Why? Researchers suggest that this is because Barbie is ultimately a sexualized toy, and even if you give her glasses, a white lab coat and a clipboard, girls are still going to focus on her appearance rather than her accomplishments. The reasons behind this are complex, but ultimately we live in a hyper-sexualized society that affects everything from girls’ Halloween costumes to song lyrics. After all, who can forget the time Abercrombie and Fitch marketed push-up bikinis to girls as young as seven, and created a line of thong underwear in children’s sizes with the words ‘eye candy’ printed on them?

It’s no surprise that from a terrifyingly early age girls are aware of the value of beauty and sexuality. One study found that girls aged six to nine, when asked to pick the paper doll they would like to look like, were much more likely to choose a sexualized doll over a more lifelike one. And this is why Mattel’s latest ‘tribute’ is, to use Professor Dame Sarah Gilbert’s own words, so ‘very strange’. If parents genuinely want to expose their daughters to careers they may not be aware of, whether that be a vaccinologist or a genetic researcher, then giving them a piece of pretty plastic is hardly the best way to stimulate their intellectual curiosity.

Men dominate STEM industries for an array of reasons, but I can guarantee it is not because they played with Astrophysicist Action Man or Statistician Stretch Armstrong. They were, however, more likely to have been given other, more useful toys, like Lego or a toy telescope or a science kit. That’s not to say that playing with dolls is inherently bad; of course it can help children to develop empathy and social processing skills, and I personally used to happily spend hours playing with figurines (although admittedly these were Pokemon rather than My Little Pony). However, let’s not pretend that a doll can make a child enthusiastic about engineering.

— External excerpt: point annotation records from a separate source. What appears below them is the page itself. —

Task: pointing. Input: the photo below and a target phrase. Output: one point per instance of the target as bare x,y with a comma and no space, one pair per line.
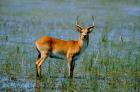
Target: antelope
62,49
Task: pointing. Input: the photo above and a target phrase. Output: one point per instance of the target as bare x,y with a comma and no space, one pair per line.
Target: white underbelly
57,55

You can hardly blame Professor Dame Sarah Gilbert’s rather bemused expression in the promotional photographs — after all, people with such accomplishments normally get large monuments in their likeness, or a Nobel Prize (although only 10 women have ever won these in Chemistry or Physics), and it’s hard to imagine a male scientist being transformed into a toy (a collectible Anthony Fauci, anyone?) Let’s just hope that parents see through this gimmick; if you want your child to be interested in biology, then give them a bug-collecting kit, not a Barbie.